We looked at how objects with built-in types are represented in memory using an abstract machine in Chapter 3. With that machine, we saw that int is bigger than char, and that double is bigger thanint. Also recall that values are bitwise representations of memory, with meaning given to them by types. Let’s take our value example from above and fit it into one of our object boxes.

An 8-by-1 grid of cells with the first cell filled. Its type is `char`, its value is `A`, and its binary representation is 0, 1, 0, 0, 0, 0, 0, 1, 0.

We only need one rows for this chapter. On this abstract machine, a byte is eight bits, which is consistent with most—if not all—modern computers. Our value only has seven significant bits, so it slips nicely into our char object, with a meaningless zero at the front.

In code, that’s initialising our char with the value 'A'.

char const letter = 'A';

Now, what happens when we initialise an int object with our letter?

int const number = letter;
fmt::print("number: {}\n", number);

You should see number: 65 appear in your program’s output. Looks like the number is 65, but the letter is 'A': are the two values equal?

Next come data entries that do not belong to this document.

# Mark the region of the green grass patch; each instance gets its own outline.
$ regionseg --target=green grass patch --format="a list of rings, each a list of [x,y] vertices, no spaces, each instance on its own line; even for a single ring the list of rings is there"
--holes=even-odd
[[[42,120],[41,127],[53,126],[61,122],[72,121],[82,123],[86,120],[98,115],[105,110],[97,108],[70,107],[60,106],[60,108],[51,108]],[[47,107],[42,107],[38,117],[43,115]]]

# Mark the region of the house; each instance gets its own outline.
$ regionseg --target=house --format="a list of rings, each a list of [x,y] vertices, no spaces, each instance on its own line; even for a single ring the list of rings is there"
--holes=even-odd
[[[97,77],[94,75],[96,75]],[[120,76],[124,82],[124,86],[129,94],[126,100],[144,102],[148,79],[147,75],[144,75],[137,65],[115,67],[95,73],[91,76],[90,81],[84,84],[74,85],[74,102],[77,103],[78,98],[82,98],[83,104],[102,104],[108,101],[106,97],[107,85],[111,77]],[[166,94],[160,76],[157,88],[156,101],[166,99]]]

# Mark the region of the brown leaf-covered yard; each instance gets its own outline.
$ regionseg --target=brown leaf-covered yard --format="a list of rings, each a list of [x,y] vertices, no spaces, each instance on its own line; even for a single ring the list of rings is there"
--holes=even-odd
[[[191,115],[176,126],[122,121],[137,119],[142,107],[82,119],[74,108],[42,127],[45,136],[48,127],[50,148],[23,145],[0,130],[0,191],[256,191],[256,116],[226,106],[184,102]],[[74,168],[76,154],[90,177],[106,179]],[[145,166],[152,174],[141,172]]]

fmt::print("letter == number: {}\n", letter == number);

The system claims that they have the same value, but the character output is printing something completely different for letter and number! Remember that a value is how we interpret a bit sequence, and that types are responsible for doing that interpretation on our behalf.

An 8-by-1 grid of cells with the first cell filled as before. The next three cells are empty, and the final four cells are filled in to represent the integer 65. It has both the decimal representation for humans, and the binary representation for memory.

If we return to our abstract machine, we see that the value of number has the same significant bits as as letter. Remember that leading zeroes are insignificant.

01000001
⇓
00000000 00000000 00000000 01000001

When we try to write one type’s value into an object of a different type—like we are here—we’re performing a conversion. This char-to-int conversion is a special kind of conversion called a promotion, because an int is guaranteed to be able to store every possible value that a char can hold, and it’s a lossless conversion: we lose zero information.

bool-to-int conversions are also a promotion, for the same reason.

Okay, so char-to-int conversions are promotions. What about int-to-char conversions? Are those possible?

Narrowing conversions

Let’s go back to the abstract machine.

If we were able to put the bits representing 'A' into an int, and the bit sequence didn’t change, then it stands to reason that we can transfer those bits back, and keep the same value, right? Let’s find out.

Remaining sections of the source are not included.